Besides identifying Norris as the chairman of the group, the form filed with the TV station shows that the Government Integrity Fund has an office at 208 East State Street, a few blocks from the state house in Columbus. Riter, the former Mandel aide, also has an office in the building.

Asked about his office at 208 East State Street, Riter said: “Whatever office Government Integrity Fund has is not mine.”

Outside groups are not allowed to coordinate with campaigns, but it is common for politicians’ former aides to be involved with such groups.

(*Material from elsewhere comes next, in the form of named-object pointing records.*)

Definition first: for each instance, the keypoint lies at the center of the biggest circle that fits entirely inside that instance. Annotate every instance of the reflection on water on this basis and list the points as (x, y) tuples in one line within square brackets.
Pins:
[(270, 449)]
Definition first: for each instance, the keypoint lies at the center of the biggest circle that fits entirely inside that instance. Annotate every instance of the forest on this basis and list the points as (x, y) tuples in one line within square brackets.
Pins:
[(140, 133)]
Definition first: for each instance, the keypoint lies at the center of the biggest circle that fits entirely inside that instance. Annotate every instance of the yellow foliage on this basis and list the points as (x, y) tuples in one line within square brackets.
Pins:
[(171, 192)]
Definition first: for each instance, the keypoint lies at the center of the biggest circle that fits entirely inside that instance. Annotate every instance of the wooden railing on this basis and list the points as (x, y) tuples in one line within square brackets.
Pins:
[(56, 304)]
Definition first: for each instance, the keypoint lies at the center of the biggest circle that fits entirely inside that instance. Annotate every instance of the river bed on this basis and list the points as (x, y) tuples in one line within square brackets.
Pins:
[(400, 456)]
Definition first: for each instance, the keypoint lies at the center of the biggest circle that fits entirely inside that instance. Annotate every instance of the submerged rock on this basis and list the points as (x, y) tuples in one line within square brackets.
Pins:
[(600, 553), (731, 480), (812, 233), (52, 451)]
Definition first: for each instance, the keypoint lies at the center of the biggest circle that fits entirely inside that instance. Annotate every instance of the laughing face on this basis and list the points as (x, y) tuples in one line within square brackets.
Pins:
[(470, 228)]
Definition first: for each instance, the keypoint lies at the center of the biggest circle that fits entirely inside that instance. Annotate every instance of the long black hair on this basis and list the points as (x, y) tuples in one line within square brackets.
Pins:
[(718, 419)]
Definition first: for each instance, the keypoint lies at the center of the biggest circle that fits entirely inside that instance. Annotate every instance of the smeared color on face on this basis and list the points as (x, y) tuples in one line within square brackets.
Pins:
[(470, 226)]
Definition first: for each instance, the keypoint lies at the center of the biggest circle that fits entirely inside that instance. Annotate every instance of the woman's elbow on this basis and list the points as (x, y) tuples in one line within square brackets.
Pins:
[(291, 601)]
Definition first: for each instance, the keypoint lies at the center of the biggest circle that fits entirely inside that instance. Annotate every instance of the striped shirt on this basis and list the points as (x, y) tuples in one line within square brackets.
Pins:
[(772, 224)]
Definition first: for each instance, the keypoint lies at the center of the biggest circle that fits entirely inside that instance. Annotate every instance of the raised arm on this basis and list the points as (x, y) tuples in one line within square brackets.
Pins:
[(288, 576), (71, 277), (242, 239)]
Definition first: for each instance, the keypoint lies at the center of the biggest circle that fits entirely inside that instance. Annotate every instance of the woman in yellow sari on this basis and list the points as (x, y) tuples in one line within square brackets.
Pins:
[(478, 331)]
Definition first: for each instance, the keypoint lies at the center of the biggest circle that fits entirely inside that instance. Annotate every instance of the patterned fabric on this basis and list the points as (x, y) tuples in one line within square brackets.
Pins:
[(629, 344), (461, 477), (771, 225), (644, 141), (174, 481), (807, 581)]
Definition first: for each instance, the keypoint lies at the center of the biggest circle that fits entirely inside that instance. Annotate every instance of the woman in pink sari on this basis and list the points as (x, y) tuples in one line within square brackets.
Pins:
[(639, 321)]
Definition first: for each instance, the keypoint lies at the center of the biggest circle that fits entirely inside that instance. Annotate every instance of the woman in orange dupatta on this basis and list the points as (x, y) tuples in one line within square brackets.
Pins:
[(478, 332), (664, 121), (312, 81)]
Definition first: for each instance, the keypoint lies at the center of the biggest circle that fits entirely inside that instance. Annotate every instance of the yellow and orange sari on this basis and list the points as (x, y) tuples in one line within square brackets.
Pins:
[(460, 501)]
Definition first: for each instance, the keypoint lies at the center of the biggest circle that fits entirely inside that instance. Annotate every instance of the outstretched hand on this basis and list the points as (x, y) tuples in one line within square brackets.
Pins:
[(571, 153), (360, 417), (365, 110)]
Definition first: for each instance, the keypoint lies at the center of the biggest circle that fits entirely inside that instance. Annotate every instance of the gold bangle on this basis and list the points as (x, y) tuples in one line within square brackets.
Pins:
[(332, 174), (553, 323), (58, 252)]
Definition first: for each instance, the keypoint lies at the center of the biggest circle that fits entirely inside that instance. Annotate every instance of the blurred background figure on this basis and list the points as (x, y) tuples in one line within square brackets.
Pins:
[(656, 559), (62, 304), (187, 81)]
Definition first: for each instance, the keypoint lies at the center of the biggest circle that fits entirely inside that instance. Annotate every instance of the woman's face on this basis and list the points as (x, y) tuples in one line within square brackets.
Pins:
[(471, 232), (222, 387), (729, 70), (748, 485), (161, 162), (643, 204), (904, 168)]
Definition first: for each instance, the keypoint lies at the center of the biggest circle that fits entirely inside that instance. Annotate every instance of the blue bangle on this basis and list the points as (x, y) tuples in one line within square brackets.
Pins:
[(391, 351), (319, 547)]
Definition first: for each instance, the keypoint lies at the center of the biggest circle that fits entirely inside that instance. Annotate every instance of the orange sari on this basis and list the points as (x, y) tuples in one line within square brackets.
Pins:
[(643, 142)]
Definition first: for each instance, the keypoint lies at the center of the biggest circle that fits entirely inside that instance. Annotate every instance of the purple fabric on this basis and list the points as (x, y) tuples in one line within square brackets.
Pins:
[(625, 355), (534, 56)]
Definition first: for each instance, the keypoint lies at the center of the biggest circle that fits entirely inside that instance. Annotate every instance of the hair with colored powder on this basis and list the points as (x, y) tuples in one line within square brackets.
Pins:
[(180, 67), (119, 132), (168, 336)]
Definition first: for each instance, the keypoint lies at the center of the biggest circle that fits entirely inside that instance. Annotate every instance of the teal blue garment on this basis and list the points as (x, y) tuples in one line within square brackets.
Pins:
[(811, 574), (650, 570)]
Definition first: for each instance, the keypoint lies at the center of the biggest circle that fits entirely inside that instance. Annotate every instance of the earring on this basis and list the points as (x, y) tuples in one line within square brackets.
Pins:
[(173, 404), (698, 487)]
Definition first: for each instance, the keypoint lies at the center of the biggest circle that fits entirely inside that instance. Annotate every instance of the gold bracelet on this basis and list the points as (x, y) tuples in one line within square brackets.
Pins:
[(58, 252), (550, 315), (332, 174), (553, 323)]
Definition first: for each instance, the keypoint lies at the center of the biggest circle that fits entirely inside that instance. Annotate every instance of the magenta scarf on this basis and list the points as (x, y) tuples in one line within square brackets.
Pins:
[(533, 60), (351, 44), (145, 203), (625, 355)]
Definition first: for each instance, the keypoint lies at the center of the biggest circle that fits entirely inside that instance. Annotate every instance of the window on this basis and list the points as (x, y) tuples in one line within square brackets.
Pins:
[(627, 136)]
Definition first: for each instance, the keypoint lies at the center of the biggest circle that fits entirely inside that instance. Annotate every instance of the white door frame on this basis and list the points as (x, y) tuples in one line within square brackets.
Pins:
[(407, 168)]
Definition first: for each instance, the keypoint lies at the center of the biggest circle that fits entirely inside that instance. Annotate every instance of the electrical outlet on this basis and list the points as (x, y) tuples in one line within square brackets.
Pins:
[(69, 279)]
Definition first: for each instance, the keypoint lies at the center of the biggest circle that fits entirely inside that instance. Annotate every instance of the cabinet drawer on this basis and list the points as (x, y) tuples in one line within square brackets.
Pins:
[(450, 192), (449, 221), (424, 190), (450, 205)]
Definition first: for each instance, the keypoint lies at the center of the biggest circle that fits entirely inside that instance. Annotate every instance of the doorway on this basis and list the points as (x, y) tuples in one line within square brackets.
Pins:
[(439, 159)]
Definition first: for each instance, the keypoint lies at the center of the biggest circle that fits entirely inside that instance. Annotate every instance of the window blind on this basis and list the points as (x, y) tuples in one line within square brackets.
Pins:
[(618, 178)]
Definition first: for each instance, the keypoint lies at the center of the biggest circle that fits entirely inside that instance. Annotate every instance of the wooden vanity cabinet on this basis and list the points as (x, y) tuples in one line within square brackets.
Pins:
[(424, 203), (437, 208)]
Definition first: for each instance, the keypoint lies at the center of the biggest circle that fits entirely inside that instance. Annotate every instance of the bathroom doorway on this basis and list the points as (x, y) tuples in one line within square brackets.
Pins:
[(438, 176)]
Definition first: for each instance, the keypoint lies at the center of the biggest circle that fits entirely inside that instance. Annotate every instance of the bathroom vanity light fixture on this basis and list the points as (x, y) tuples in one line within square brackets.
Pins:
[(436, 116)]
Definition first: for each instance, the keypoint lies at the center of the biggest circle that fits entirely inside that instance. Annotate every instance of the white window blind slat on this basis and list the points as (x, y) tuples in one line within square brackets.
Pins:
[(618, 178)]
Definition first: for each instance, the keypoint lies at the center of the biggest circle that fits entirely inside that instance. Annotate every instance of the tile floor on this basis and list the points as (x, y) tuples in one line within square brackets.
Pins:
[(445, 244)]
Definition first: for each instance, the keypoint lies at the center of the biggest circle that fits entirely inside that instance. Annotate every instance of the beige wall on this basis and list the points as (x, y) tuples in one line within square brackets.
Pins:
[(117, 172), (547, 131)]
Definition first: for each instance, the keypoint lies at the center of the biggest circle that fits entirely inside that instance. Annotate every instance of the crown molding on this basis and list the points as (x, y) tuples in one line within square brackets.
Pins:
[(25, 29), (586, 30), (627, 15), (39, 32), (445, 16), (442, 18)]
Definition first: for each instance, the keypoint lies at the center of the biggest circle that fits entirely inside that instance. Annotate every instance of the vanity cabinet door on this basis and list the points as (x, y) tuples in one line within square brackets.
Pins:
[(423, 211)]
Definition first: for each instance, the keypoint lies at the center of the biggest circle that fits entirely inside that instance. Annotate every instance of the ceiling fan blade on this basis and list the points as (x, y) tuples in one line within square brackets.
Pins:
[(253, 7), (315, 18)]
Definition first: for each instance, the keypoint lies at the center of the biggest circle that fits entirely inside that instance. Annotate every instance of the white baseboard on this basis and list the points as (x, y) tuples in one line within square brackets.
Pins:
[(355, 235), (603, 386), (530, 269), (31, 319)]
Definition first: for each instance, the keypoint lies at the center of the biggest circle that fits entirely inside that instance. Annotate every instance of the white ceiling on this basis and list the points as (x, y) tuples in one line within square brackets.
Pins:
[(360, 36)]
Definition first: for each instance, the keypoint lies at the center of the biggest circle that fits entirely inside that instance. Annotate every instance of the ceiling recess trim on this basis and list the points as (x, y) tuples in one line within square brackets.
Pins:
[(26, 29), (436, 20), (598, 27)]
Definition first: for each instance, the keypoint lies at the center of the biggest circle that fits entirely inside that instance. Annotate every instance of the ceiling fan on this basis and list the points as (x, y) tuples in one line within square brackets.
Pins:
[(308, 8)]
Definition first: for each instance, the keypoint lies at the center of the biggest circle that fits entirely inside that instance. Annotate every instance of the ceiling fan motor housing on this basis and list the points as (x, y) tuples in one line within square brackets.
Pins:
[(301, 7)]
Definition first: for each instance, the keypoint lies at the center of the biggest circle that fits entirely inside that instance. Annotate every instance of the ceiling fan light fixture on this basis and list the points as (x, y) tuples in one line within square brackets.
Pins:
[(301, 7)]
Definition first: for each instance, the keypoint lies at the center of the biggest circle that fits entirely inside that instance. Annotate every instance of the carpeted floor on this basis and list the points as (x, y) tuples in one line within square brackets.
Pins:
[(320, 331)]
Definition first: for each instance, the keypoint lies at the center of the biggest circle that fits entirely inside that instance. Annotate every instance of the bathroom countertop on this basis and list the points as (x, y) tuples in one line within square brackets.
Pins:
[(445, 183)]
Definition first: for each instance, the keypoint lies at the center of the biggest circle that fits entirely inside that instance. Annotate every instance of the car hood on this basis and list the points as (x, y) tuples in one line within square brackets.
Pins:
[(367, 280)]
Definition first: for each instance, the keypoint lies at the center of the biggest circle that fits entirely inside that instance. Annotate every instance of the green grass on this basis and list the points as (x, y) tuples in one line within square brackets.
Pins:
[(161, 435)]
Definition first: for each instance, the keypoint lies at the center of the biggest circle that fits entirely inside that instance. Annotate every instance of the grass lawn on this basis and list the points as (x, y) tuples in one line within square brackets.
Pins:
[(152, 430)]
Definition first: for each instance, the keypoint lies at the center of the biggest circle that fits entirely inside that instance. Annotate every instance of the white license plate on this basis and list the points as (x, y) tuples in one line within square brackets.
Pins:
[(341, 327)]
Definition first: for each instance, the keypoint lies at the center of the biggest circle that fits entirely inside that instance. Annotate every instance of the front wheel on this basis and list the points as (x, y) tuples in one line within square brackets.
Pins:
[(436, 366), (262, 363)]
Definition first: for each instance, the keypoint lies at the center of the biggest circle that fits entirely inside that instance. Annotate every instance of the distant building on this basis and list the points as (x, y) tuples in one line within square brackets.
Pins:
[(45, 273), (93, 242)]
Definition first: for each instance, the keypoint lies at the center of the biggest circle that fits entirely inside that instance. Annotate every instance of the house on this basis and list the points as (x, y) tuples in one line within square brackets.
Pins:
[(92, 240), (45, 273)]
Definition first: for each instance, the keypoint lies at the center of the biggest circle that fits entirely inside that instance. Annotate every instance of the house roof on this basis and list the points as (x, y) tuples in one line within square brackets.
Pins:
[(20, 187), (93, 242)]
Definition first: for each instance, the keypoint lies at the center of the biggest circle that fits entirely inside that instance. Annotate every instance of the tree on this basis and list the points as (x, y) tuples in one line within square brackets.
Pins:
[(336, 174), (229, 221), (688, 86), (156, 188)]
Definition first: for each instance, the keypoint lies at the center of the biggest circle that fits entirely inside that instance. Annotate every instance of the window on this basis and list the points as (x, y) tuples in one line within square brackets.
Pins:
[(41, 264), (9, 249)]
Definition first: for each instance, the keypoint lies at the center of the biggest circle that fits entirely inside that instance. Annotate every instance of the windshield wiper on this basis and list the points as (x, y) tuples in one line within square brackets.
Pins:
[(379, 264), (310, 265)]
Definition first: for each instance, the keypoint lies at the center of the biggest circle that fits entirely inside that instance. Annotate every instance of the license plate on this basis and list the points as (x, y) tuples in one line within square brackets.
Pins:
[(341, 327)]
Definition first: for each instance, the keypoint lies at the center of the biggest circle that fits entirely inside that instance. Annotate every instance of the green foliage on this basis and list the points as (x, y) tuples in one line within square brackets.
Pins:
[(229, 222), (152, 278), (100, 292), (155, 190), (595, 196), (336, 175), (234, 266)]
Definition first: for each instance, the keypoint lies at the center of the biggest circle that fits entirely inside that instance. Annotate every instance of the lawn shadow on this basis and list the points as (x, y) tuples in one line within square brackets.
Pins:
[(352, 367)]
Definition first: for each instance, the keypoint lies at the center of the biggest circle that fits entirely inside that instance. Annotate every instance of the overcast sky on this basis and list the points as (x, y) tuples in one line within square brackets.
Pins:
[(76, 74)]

Riter first worked as an aide to Mandel during the candidate’s stint in the Ohio legislature. Riter then became field director for Mandel’s campaign for state treasurer, joining the treasurer’s office as constituent and executive agency liaison after Mandel won the race. Riter left his state job in the treasurer’s office after six months to become a lobbyist at Cap Square in 2011. According to state records, the firm lobbies for a range of interests, including the Ohio Ready Mixed Concrete Association and medical device companies.

Riter was featured in a Dayton Daily News article earlier this year investigating Mandel’s practice of hiring former campaign workers for state jobs. (That piece led a Democratic legislator to file an ethics complaint against Riter, who has contested the charges.)

The Fund was created in May 2011 and an affiliated super PAC, the Government Integrity Fund Action Network, registered with the Federal Election Commission two months later. 

The super PAC, which does have to report its donors, has not been active and raised just $10,500 through the end of June, all but $500 from New York financier and benefactor of conservative causes Roger Hertog. Hertog also gave $5,000 directly to Mandel’s campaign last year. Hertog declined to comment.

Brown campaign spokesman Justin Barasky said that the Government Integrity Fund is the fourth largest outside group on the Republican side in Ohio, behind such national outfits as the Karl Rove-affiliated Crossroads GPS.  “We don’t know anything else about them,” he said. “They are the only secretly funded group that is based here.”